プログラムの内容はとても濃密だ。4つの映画館で237本ものフィルム・ビデオ作品が上映され、様々に分かれた部門が幅広い映画ジャンルを網羅する。この数日間、魅惑的な都市グラーツに集う映画ファンに、国内外の沢山の映画作品が届けられるのである。長編作品から短編作品、ドキュメンタリー、実験映画やアニメーションに加え、2008年からはレトロスペクティブ部門や、オーストリア資本が50%以下の製作費の作品に対する外国映画部門もスタート。そしてもちろん、映画祭に欠かせない授賞式には、総額17万ユーロの価値を超える豪華な賞が用意されており、3月21日の式典で授与される。

Diagonale 2009
KleineFische – Marco Antoniazzi © Novotny Film

上映作品にスポットを当てるならば、まずは映画祭のオープニング作品であるマルコ・アントニアッツィ監督作品「Kleine Fische(小さな魚)」について語るべきであろう。
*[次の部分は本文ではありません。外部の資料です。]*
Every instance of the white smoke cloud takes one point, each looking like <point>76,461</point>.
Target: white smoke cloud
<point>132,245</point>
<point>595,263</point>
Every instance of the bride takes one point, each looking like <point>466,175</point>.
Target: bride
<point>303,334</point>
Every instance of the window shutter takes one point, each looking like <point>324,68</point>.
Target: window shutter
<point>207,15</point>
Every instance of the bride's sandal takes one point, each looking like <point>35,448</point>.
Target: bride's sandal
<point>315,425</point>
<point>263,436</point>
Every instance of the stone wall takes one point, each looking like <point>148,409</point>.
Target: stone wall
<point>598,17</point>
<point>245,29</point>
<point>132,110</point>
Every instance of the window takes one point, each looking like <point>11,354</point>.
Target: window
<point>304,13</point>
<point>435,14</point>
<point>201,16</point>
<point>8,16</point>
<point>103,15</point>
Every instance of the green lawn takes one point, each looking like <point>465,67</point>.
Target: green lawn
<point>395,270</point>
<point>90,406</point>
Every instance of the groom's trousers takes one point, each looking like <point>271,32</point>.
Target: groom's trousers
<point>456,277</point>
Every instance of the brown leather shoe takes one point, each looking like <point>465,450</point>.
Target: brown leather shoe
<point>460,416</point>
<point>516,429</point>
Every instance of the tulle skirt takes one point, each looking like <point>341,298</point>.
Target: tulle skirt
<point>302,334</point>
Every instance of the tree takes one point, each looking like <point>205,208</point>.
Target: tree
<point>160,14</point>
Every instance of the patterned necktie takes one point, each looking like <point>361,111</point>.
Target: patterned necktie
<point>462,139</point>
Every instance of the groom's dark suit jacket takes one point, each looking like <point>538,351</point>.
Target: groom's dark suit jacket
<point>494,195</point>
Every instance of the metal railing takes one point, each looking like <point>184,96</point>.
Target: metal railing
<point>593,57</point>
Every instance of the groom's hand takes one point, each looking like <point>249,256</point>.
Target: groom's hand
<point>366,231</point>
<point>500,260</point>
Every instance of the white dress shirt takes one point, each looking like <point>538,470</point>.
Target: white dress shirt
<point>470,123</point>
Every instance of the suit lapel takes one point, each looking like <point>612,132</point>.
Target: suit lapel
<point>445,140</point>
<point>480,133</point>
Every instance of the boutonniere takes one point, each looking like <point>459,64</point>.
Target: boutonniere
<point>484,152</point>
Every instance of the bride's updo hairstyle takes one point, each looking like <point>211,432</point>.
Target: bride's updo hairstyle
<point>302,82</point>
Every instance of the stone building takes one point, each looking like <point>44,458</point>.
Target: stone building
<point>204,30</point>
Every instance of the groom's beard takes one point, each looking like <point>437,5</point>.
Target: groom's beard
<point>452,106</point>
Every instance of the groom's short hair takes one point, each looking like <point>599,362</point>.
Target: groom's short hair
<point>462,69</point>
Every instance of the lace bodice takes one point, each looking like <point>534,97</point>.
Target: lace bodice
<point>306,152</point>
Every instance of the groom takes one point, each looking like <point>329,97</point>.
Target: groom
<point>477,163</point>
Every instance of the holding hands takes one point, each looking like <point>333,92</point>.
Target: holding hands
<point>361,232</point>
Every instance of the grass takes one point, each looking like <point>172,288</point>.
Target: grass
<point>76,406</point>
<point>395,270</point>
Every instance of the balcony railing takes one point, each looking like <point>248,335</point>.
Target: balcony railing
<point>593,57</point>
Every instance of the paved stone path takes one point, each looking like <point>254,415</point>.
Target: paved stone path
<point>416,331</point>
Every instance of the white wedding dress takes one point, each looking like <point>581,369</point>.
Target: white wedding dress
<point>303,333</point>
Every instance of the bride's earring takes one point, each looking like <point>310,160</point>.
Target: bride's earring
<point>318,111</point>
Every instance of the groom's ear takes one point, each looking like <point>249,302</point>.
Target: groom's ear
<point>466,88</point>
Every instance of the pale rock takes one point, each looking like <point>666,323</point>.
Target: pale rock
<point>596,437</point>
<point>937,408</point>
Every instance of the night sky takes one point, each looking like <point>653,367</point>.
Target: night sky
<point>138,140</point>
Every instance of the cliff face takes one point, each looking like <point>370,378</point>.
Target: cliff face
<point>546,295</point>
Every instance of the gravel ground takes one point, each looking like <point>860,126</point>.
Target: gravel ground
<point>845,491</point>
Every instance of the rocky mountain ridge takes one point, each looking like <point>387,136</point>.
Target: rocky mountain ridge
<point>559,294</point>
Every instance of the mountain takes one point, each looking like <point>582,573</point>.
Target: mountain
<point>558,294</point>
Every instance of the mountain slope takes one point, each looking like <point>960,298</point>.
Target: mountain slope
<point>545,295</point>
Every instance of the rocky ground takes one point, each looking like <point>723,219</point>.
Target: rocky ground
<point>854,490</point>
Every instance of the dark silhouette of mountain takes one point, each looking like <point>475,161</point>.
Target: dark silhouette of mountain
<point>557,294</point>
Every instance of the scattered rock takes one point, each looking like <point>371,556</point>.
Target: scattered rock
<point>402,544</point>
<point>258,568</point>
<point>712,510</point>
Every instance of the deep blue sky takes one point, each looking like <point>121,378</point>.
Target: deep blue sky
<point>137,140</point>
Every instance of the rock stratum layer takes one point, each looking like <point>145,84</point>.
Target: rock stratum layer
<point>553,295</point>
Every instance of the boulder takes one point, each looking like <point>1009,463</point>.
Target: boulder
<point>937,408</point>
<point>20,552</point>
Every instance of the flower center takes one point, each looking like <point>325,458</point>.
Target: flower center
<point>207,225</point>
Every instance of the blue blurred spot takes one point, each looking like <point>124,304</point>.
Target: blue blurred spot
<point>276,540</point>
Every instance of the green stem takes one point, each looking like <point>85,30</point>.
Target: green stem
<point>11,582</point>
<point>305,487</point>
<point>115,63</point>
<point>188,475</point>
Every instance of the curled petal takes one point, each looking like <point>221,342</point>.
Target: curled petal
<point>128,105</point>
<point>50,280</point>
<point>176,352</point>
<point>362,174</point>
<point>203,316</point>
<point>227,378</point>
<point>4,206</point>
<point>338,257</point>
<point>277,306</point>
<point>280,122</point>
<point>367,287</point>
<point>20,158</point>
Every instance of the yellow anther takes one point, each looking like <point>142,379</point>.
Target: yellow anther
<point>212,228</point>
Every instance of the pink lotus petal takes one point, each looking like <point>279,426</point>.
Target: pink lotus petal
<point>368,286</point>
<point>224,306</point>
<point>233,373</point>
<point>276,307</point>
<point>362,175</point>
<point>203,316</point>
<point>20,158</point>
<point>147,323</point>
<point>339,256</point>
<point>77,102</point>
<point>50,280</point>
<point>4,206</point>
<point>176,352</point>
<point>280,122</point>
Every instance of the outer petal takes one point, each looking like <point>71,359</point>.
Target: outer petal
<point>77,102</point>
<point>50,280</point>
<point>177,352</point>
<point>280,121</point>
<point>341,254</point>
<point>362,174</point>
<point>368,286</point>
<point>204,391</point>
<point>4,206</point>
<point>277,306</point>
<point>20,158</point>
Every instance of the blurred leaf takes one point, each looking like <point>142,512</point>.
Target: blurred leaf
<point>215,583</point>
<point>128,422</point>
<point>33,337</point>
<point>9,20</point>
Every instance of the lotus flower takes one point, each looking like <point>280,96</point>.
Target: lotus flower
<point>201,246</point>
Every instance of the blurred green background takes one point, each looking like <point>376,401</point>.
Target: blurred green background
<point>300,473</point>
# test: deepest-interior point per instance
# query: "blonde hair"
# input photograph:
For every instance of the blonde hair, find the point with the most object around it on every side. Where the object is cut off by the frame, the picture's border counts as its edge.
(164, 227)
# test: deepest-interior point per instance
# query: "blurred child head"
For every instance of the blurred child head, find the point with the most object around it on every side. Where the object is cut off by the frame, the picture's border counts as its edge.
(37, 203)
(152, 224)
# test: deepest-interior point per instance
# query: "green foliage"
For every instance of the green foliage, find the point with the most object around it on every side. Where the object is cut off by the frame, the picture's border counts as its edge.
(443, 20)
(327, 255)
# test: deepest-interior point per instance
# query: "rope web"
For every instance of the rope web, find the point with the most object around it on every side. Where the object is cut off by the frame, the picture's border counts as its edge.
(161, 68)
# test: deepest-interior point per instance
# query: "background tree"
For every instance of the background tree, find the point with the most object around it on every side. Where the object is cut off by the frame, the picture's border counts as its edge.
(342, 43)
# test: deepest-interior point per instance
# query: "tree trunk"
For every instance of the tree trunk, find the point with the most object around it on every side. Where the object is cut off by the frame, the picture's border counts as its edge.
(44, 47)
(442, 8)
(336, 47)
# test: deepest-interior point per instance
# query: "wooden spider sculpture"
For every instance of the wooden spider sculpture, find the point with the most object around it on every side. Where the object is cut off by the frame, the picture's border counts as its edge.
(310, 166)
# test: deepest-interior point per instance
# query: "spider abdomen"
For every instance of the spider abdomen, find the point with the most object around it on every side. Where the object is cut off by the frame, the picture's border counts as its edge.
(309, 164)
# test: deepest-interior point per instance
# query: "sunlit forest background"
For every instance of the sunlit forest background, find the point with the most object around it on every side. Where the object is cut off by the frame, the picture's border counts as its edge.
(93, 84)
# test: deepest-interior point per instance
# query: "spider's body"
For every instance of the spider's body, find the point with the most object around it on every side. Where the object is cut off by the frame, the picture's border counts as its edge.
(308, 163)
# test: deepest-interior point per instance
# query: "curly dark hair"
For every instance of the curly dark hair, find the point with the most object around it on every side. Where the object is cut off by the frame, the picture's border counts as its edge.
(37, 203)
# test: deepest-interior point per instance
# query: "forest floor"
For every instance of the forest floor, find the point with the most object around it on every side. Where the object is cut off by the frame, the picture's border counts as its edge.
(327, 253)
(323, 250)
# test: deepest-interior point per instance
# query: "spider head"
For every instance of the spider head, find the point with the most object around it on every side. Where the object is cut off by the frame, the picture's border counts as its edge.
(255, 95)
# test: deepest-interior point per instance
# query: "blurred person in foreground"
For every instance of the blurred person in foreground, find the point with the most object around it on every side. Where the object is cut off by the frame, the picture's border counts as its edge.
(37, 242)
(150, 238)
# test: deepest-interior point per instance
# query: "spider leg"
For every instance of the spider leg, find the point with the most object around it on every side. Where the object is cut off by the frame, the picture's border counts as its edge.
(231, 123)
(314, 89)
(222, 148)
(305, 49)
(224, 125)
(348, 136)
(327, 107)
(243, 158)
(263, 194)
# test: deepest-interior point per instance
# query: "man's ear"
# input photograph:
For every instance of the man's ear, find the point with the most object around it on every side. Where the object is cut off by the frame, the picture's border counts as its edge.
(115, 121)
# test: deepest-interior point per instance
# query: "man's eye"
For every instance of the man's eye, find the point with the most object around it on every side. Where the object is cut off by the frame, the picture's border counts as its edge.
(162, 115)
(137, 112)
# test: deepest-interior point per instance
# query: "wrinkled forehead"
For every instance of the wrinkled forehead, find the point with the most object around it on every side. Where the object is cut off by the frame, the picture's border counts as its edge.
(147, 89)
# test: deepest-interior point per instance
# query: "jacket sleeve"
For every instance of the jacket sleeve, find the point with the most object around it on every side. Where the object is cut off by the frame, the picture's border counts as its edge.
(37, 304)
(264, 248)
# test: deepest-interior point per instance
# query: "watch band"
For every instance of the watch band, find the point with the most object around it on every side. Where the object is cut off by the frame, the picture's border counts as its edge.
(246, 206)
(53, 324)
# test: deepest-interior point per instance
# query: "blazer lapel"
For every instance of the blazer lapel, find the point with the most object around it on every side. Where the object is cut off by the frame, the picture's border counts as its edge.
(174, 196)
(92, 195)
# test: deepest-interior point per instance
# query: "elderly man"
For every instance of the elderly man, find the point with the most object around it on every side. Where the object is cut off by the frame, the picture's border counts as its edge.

異なる性格を持つ兄弟が、かつて彼らを廃れた魚屋に置き去りにした父親の死をきっかけに、お互いの関係を築き直していく様を描いた興味深い作品である。

Diagonale 2009
Contact High – Michael Glawogger © Luna Filmverleih

既に映画監督としての地位を確立しているミハエル・グラウガーの「コンタクト・ハイ」もまた、高い可能性を秘めた作品である。観客をポーランドへの旅へと連れ出す、奇妙でちょっと現実離れしたロードムービー。美しいクラクフの街や様々な場所で、主人公はおかしな事件に巻き込まれていく。